Con el destape de José Antonio Meade como próximo candidato del PRI a la Presidencia de la República, se despeja la incógnita respecto a quién va a representar la continuidad del sistema político en las elecciones de 2018.

Es cierto que Meade no es militante del Partido Revolucionario Institucional, que incluso fue funcionario de primer nivel en un gobierno emanado de un partido de oposición, y que su perfil no corresponde al del político tradicional, pero por más que lo quieran presentar como un candidato ciudadano, no se puede negar que será el candidato del establishment.

Decía Don Jesús Reyes Heroles que en política la forma es fondo, y la manera en que se anunció su renuncia a la Secretaría de Hacienda, así como los subsecuentes eventos con los tres sectores priístas, no pudieron ser más elocuentes.

La restauración del dedazo –o la liturgia del PRI como la denominó Peña Nieto– en su máxima expresión.

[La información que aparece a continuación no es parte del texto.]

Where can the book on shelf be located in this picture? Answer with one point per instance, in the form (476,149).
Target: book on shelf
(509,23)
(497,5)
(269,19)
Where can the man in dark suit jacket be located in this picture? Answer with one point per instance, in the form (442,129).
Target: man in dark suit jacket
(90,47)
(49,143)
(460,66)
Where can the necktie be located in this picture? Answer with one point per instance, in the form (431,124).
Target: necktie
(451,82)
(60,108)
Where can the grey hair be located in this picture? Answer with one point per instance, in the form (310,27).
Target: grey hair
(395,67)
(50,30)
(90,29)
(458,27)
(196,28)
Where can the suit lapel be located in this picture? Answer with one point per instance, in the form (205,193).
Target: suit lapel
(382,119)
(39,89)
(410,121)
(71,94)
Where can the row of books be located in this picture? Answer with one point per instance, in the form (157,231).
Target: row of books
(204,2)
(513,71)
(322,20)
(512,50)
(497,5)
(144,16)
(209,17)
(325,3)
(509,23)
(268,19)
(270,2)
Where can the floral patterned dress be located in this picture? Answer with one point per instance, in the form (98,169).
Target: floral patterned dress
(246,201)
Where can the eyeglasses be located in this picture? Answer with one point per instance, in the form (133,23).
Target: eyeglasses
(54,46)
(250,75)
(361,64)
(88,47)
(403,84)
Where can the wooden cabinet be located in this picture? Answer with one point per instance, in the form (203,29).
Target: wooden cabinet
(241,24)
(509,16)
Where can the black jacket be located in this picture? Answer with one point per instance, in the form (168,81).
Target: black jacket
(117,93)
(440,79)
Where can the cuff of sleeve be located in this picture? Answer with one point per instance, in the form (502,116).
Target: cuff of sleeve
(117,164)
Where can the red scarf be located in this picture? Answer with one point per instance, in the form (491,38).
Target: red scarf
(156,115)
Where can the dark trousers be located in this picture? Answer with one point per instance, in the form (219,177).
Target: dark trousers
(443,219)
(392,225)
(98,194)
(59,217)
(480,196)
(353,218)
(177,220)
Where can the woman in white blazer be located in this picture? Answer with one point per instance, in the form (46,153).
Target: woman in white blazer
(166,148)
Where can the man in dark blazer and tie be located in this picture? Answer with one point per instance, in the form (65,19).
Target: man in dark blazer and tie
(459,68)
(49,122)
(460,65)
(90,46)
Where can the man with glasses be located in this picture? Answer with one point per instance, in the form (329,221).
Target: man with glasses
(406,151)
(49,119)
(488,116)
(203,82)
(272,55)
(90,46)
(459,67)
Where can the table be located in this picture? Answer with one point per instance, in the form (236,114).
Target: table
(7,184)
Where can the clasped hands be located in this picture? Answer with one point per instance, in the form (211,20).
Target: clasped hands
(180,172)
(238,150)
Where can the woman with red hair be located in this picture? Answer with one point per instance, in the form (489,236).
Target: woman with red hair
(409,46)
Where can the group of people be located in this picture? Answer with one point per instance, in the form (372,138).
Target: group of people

Paradójicamente pretenden atraer el voto de un amplio sector inconforme de la ciudadanía con una propuesta aparentemente distinta, pero utilizando las viejas formas de hacer política que por un momento nos trasladaron a la década de los 70s.

La distinción de Meade

Es cierto que Meade cuenta con algunas características que lo distinguen de buena parte de los integrantes de la clase política, pues además de su formación académica se le conoce como un funcionario eficiente, discreto, disciplinado y con una conducta personal alejada de escándalos y enfocada a su familia.

Sin embargo, a lo largo de su trayectoria pública no se advierten elementos que nos permitan pensar que cuenta con una visión transformadora del país.

Por el contrario, su paso por las Secretarías de Energía y Hacienda nos dicen que prevalecerá la política económica de los últimos sexenios –que si bien ha logrado mantener cierta estabilidad financiera, en muy poco ha contribuido a disminuir los ofensivos niveles de desigualdad y pobreza–, y no se recuerda que, por ejemplo, en su desempeño como Secretario de Desarrollo Social, haya asumido una postura crítica respecto al uso clientelar de los programas sociales.

Tampoco su reputación personal es garantía de que algo va a cambiar en materia de combate a la corrupción, pues el haber sido favorecido por la decisión del presidente, lleva implícito un pacto de protección para Peña Nieto y su círculo más cercano.

Tranquilidad para los políticos... y la jerarquía eclesiástica


Es claro que la noticia de su inminente postulación tranquiliza a los círculos políticos y económicos de poder –e incluso a la jerarquía eclesiástica dadas sus convicciones religiosas–, pero probablemente poco signifique para la mayoría de la población pues no deja de pertenecer y representar a una clase dominante que se ha caracterizado por su falta de sentido de responsabilidad, de sensibilidad y de oficio político, pero que le ha sobrado ambición y habilidad para hacer de la política un gran negocio.

Aún con el impresionante despliegue mediático de los últimos días con el que se busca dar a conocer y posicionar al futuro candidato, no es tan fácil que logre despertar el entusiasmo de las bases priistas que, a diferencia de la cúpula, no lo identifican como uno de los suyos.

Como tampoco lo es, que en automático atraiga los votos que generalmente favorecen a Acción Nacional ante la división de ese partido y su apuesta por dinamitar al Frente conformado por el PAN, PRD y MC, ya que el voto partidista se ha fragilizado, el descontento de la gente cada vez es mayor y, a pesar de todas las dificultades que enfrenta, el Frente Ciudadano por México todavía está vivo y puede constituirse como en una tercera vía entre el continuismo y la propuesta populista y autoritaria que para muchos representa López Obrador.

Cualquier cosa puede pasar, pero por lo pronto, Meade es el candidato del Sistema.